The nature of her work with Patton has made them talk about sensitive topics. In their earlier work, they realized that the computer models were categorizing the N-word as an aggressive and negative term. Patton shared that the N-word is not necessarily negative in the Black community and so it should not be categorized as such. This led to him explaining why and how the Black community uses the word and other cultural aspects of the community. Said Patton, “We had to have an uncomfortable conversation about racism and culture, but our work is so much better because of the dialogue we have with each other.”

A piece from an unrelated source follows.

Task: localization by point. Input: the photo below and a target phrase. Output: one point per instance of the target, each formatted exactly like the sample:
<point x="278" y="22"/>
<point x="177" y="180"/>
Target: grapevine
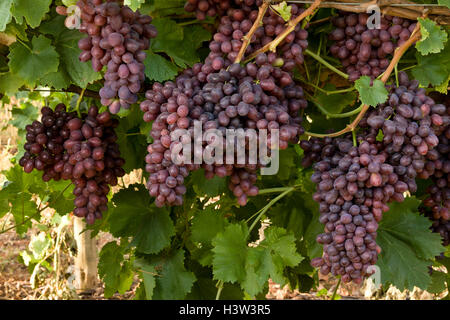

Patton recalls that when he first came to Columbia in 2015, he reached out to a couple of professors to see how he could collaborate with them on research. McKeown was the only senior professor in computer science who was willing to talk to him. McKeown remembers that she was so excited about the work that Patton presented that she immediately knew that she wanted to work with him. From their first meeting, the two hit it off and began their research examining the Black experience. They are one of the few research teams that focus on this area and Patton credits his transdisciplinary collaboration with McKeown as one of the reasons why he earned tenure at the University.

“I have to say, coming to a new school and being a person of color that is trying to get into the computer science and engineering spaces was very scary,” said Patton. “It was easy to connect with Kathy and to learn from her. She has been such a mentor for me in this space and, I think, the model for how senior faculty should connect with a junior faculty member.”

“We are interested in how the events of our day have impacted people,” said McKeown. “The past two years have been hard for many because of societal issues like the pandemic, social justice, and racist attacks. But we have yet to see the lasting emotional effects of how these everyday events are affecting people.”